The primary objective is to assess the tolerability of a reduced starting dose of 40 mg cabozantinib once-daily for 4 weeks and subsequent dose escalation to 60 mg cabozantinib once-daily to be maintained until disease progression or intolerable toxicities. Using the same study treatment discontinuation criteria as in the pivotal CELESTIAL trial will allow for comparison of treatment discontinuation rates due to treatment related adverse events (TRAEs) defined as unresolved intolerable Grade 2 TRAEs or any unresolved Grade 3 TRAEs (see Section 6).
Patients eligible for this trial are HCC patients with preserved liver function previously treated with any first line therapy.
Secondary objectives comprise the assessment of overall survival (OS), progression free survival (PFS) at 10 weeks, objective response rate (ORR), time on treatment, treatment exposure (dose intensity/dose reductions), toxicity, and quality of life (QLQ-C30).

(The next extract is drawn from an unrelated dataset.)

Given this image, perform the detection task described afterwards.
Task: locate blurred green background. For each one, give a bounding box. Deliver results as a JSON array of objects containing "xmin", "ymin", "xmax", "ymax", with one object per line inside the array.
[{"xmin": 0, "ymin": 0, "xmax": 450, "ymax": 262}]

In addition, tissue samples (optional) will be analyzed for molecular parameters and immune cell composition to identify biomarkers potentially associated with clinical efficacy (OS, PFS and ORR).
This is an open label, single-arm, multicenter phase II trial. 40 patients suffering from advanced stage hepatocellular carcinoma (HCC) with preserved liver function in second line treatment, after any first line therapy, will be enrolled in this trial.
Patients will be recruited from up to 10 sites and patients withdrawn from the trial will not be replaced.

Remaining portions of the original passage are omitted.